Random musing about words and spam
Spammers recently adopted tactics of using randomly generated words, eg. "wryqf", in both the subject and the body of the message. These "pseudowords" are random, which makes them different from real words that are made of syllables. Could the pseudowords be easily detected by their characteristics, eg. presence of syllables, wovel-consonant sequences/ratio, something like that? This could shift the balance of force in spam detection again, until the adversary will be forced to adopt the tactics of generating the random words from syllables instead of characters. Presence of pseudowords then could be added as one of spam characteristics.

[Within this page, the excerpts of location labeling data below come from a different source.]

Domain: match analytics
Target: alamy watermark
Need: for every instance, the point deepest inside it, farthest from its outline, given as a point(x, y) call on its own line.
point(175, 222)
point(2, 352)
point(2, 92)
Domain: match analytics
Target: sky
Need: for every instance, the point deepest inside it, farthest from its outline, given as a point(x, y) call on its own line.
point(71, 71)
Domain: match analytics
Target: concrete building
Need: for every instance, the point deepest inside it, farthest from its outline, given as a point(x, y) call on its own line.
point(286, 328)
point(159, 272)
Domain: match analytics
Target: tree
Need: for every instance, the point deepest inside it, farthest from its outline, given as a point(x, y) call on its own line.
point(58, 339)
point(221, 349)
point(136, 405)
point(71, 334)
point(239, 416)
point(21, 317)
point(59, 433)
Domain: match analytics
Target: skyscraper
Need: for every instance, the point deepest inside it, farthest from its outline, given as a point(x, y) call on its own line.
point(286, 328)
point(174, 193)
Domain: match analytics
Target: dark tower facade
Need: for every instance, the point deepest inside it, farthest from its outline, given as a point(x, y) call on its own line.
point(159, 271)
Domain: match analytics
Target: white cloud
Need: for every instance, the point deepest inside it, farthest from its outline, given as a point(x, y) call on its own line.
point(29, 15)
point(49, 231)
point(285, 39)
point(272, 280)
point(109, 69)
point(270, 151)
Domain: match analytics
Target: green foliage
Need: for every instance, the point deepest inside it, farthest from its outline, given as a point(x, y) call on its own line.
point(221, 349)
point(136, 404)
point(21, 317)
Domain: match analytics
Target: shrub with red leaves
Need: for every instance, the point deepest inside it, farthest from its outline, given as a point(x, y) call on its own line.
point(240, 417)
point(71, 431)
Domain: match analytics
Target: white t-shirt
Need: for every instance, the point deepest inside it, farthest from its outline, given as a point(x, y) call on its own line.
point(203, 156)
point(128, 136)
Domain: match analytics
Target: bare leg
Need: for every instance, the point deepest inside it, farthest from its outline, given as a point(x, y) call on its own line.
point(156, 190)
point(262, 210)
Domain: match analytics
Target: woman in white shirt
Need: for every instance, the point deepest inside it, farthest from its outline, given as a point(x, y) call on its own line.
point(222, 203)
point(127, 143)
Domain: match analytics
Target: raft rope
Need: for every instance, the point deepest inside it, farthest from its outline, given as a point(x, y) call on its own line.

Hello, On Wed, 3 Sep 2003, Thomas Shaddack wrote:
Spammers recently adopted tactics of using randomly generated words, eg. "wryqf", in both the subject and the body of the message. These "pseudowords" are random, which makes them different from real words that are made of syllables.
Could the pseudowords be easily detected by their characteristics, eg. presence of syllables, wovel-consonant sequences/ratio, something like that? This could shift the balance of force in spam detection again, until the adversary will be forced to adopt the tactics of generating the random words from syllables instead of characters. Presence of pseudowords then could be added as one of spam characteristics.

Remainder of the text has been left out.